An amended way of describing this zonal interplay between what is learnt ( a step up from adding to adding and subtracting) and how it is learnt ( a validating, playful and curious relationship between child and mentor) is to see both as developmental elements of knowledge that can be internalised and replayed by the child. This amended zone would be cognitive, emotional, interpersonal, and social. To stress the interpersonal and relational dimensions of the learning experience and possible ruptures or threats to it (the child might be seeking approval and their learning capacity be hijacked by anxiety or over attention to the emotional stance of the mentor) a better looser and more dialogical phrase might be the Zone of Manageable Awareness.
Since I have began using this phrase I have found that trainees in psychotherapy and clients grasp it immediately and warmly. It seems to be validating, non-judgemental and giving permission to go at your own pace. For interpersonal interactions and relationships, the Zone of Manageable Awareness can refer to the space within, between, and around the learner and mentor in a given context and at that given moment. It is variable, local, and contextual. It is the zone in perceptions of each other's thinking and feeling, what is said and voiced or not said, voiced or done. it is the noticing, naming, and negotiating of appropriate self-disclosure and a balance between being open and transparent while also maintaining a level of privacy or personal boundaries.
I have specifically found that mapping as we talk helps us have conversations with the ZMA as we can say where we want to go or dont feel ready to and this conversational mapping creates a scaffolding that can hold both the learning journey and the learning relationship within and between us. If I am not ready to bring something into awareness or when it does come into awareness I manage it in familiar restrictive or avoidant ways then that is interesting and as those breakthroughs that take new discoveries consciously and manageably.

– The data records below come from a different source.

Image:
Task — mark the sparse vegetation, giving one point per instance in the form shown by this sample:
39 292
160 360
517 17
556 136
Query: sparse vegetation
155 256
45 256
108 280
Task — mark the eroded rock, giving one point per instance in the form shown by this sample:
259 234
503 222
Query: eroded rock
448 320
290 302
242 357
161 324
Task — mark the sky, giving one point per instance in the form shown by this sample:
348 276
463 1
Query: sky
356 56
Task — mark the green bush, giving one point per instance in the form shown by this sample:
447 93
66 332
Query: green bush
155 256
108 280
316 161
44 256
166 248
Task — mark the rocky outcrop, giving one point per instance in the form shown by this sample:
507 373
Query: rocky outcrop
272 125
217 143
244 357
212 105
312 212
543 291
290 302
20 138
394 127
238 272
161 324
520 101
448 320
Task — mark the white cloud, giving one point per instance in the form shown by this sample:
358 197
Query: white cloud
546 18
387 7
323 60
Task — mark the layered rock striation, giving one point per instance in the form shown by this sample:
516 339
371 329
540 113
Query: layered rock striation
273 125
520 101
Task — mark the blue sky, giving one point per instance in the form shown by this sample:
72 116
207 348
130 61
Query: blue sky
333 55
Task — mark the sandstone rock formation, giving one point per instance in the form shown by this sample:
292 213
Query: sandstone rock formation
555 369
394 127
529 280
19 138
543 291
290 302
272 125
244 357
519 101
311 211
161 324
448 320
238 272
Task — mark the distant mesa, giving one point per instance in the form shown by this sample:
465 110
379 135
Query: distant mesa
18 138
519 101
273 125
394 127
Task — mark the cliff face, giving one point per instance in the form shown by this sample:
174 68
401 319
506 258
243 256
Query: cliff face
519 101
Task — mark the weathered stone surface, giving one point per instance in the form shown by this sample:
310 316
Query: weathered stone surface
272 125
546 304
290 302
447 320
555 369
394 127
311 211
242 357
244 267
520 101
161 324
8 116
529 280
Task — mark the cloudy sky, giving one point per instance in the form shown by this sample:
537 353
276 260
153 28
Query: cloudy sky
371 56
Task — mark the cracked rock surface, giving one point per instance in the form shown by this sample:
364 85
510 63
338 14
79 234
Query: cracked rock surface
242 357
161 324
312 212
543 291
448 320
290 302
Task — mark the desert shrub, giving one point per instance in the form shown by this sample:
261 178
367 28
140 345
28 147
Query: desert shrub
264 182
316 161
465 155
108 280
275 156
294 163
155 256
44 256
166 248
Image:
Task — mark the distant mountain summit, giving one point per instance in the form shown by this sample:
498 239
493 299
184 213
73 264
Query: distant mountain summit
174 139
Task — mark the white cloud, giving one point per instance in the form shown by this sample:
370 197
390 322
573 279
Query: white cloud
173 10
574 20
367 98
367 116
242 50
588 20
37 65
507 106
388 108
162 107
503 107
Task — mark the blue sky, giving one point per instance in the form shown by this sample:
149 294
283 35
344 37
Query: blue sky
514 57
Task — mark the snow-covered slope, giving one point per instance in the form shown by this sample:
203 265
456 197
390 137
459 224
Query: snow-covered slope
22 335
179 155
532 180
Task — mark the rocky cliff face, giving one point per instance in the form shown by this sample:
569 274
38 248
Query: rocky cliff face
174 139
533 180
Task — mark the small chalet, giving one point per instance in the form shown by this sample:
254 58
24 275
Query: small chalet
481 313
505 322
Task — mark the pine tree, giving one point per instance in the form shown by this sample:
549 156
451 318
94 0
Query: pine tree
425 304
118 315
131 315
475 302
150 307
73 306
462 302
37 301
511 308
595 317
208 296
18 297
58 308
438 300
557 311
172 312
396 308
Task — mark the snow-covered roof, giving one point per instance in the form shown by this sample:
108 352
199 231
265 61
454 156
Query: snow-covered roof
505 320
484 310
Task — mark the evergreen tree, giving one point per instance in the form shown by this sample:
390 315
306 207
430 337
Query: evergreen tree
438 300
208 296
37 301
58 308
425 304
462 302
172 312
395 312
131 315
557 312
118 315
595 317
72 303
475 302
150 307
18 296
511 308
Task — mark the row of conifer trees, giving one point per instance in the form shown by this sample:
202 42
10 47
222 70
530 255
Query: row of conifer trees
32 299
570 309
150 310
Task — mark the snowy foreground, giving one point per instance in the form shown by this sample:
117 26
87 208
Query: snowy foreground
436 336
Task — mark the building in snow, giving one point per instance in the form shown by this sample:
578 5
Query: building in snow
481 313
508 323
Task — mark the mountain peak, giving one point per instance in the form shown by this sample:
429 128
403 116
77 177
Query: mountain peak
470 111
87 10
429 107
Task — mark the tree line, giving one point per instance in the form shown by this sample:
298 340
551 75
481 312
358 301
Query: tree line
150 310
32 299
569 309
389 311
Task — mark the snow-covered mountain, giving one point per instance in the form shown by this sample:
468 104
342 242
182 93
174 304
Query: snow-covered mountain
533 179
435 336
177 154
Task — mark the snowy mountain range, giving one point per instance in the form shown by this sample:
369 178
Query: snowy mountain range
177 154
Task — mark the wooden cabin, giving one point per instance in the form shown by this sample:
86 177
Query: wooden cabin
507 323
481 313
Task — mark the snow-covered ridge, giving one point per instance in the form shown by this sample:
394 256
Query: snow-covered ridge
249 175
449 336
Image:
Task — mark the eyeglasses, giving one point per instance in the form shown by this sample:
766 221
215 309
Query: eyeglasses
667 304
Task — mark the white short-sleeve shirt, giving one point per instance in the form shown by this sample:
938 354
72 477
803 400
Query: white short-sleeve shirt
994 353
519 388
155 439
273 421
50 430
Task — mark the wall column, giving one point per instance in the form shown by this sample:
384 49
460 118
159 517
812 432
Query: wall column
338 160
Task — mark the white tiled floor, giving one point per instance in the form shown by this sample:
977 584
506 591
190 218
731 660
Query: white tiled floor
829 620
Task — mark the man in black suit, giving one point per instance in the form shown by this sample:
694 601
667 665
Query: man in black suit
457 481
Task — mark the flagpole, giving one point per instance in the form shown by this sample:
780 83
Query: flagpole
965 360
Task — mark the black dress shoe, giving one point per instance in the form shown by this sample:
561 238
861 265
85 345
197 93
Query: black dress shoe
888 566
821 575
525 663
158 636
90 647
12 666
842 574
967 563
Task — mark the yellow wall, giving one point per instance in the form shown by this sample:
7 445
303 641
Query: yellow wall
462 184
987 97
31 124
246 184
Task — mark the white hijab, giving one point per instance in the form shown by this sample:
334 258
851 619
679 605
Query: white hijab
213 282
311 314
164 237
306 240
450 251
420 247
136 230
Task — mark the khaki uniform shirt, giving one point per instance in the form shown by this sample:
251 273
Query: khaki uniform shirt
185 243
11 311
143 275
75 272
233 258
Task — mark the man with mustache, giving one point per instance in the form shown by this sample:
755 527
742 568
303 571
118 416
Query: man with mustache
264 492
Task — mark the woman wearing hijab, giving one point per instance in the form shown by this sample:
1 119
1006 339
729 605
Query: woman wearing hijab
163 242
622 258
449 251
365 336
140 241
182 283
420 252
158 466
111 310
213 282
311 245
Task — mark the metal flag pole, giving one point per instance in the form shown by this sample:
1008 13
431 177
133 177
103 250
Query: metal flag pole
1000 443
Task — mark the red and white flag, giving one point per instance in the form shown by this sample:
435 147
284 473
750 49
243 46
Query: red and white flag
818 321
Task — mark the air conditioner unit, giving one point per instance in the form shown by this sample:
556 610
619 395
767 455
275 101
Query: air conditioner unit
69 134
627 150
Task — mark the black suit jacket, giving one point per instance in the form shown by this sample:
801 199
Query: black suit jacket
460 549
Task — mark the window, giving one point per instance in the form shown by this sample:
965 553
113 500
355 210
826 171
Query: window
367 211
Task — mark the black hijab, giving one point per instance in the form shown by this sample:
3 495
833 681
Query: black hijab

Within this zone, there is space for a sense of connection and understanding and an experience of sharing enough information to develop communication and build rapport without feeling overwhelmed by exposure and withdrawing or shutting down intellectually or emotionally. It implies a healthy educational and emotional level of self-disclosure and mutual awareness between individuals. In that the zone of manageable awareness is in the space between us as well as within us it points to a more open and multi-layered two-person psychology rather than the narrower idea of the ZPD which although pointing to the dynamics of learning relationship is located in the individual psychology of the pupil or student.
I have not found this phrase being used anywhere else so try it for size, see where it might take you. Of course, as ever in the world of psychotherapy any idea builds on the wisdom and creativity of our predecessors and the Zone of Manageable Awareness would not come to mind without the Zone of Proximal Development having laid the ground before it.
The zone of managable awareness is a realtional space within between and around us.